A l'heure où les générations qui subiront nos errements en matière gestion des ressources fossiles ne sont pas encore en âge de voter, ceux qui ont participé à nous conduire droit dans le mur sont toujours à la tête de collectivités puissantes, toujours convaincus de leurs vielles recettes, toujours prêts à adapter la ville à la voiture, toujours incapables d'avouer, y compris à eux mêmes, que le monde a changé et qu'il faut faire autrement.


Pour l'ensemble des raisons évoquées ci-dessus,

  • Je demande une meilleure prise en compte des techniques de génie végétales et l'usage massif du bois pour l'aménagement des espaces verts des berges.
     
  • J'émets un avis défavorable concernant le projet routier de 2x2 voies du département.
     
  • Je demande la mise en œuvre du projet de 2 x 1 voie + 1 bande cyclable dans chaque file de circulation soutenus par les associations et largement plébiscité lors de l'étude préalable.

vendredi 15 janvier 2010

Communiqué de presse : Non à la destruction de l'ancienne gendarmerie du haut Clamart

DESTRUCTION DE L'ANCIENNE GENDARMERIE DU HAUT CLAMART, UN SCANDALE DE PLUS

D'ici quelques jours, sans opposition du maire de Clamart, le Conseil général des Hauts-de-Seine entend procéder à la destruction de l'ancienne gendarmerie du haut Clamart dont il est le propriétaire.
La démolition de ce bâtiment ancien et de qualité est censée participer à la rénovation de l'entrée de ville et du département.

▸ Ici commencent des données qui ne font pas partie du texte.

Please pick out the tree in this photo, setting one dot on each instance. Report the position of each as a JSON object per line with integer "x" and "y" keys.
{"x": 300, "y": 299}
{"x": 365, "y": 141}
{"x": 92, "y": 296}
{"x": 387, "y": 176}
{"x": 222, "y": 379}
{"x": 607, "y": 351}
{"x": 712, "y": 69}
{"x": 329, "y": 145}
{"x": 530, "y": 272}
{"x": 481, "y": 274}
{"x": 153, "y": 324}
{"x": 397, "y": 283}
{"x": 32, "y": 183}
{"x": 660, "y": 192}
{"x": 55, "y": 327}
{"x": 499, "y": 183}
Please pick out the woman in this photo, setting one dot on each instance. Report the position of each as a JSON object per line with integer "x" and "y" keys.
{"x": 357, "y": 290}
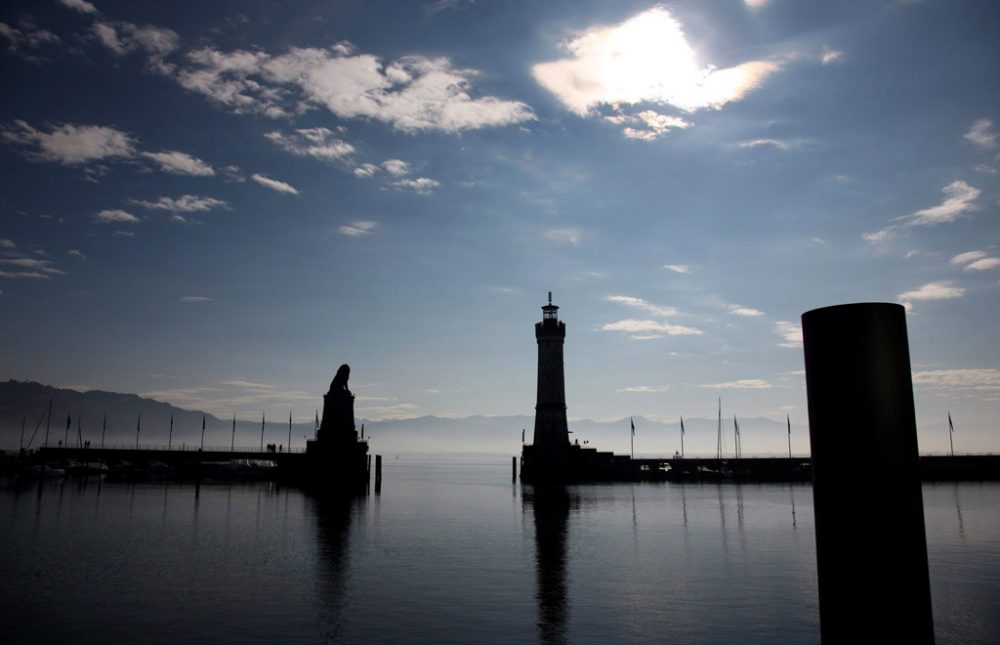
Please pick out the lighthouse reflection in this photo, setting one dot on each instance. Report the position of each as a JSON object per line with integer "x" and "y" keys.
{"x": 333, "y": 518}
{"x": 550, "y": 506}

Vincent Gazeilles, Conseiller général des Hauts-de-Seine (Les Verts) condamne de nouveau cette opération.

Alors que la pénurie de logements est criante en Ile de France,
alors que l'aménagement urbain doit favoriser le logement avant les aménagements routiers,
alors que ce bâtiment ancien possède un intérêt patrimonial pour la ville et le département,
alors que la rénovation de ce bâtiment serait plus économe en énergie qu'une déconstruction/reconstruction et permettrait de créer très rapidement une quinzaine de logements,
le Conseil général, à l'instar de ses pratiques en bord de Seine, persiste dans sa logique de destruction de bâtiments en faveur d'une logique routière, logique aux antipodes d'une démarche de développement durable locale.

Vincent Gazeilles dénonce cette destruction.
Il appelle Patrick Devedjian à renoncer à cette opération afin d'engager la rénovation de cette gendarmerie tout en réaménageant le secteur dans une démarche moins routière.


Vincent Gazeilles,
Conseiller général des Hauts-de-Seine (Les Verts).